Por Luiz Hespanha
Ainda que o amor à camisa tenha sido trocado pela paixão instantaneamente eterna e fulminante provocada pelo tesão inigualável dos patrocinadores.
Ainda que narradores e comentaristas insistam em bordões insípidos ao mesmo tempo em que são atropelados pela estupidez ululante do óbvio que o silêncio e o respeito ao esporte, olhos e ouvidos do torcedor merecem.

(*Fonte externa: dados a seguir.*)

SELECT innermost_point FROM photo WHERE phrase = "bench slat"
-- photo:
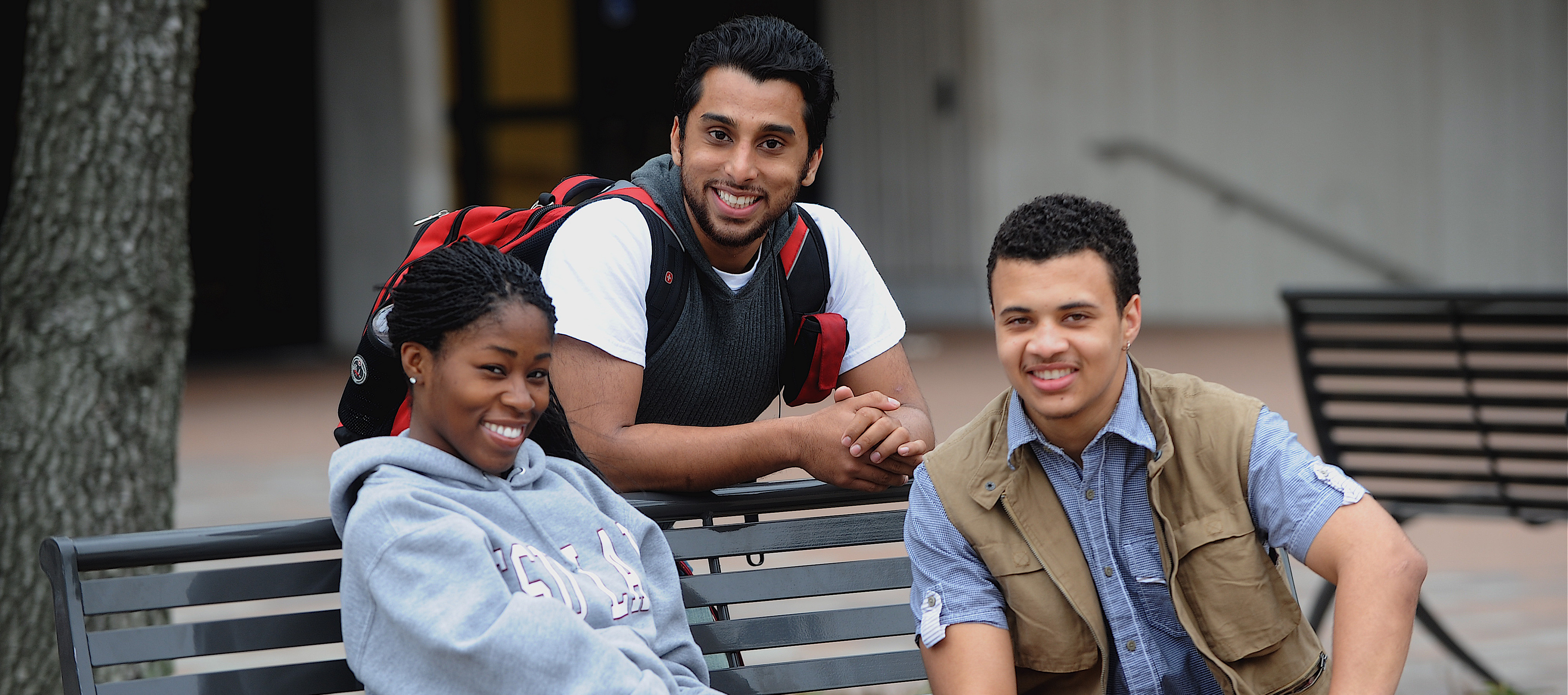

Ainda que movimentos de pés, cabeças, pernas, mãos e troncos tenham perdido em criatividade e visibilidade para a profusão de penteados, brincos, tatuagens, quedas, minas, poses e parças, fundamentais para uma boa exibição nos campos dos cliques e selfies.
Ainda que os movimentos de pés, cabeças, pernas, mãos e troncos femininos não tenham o respeito, o salário e o aplauso merecidos.
Ainda que a numeração de 1 a 11 não signifique mais nada dentro ou fora das quatro linhas.
Ainda que o medo e a violência frequentem sem pudor estádios e entornos.
Ainda que o amarelo canarinho tenha sido cooptado e desmoralizado pelos seguidores do Jim Jones do Vivendas da Barra e pelos cristãos do Whatsapp e seus templos, arcas, quartéis e cálices da corrupção seletiva.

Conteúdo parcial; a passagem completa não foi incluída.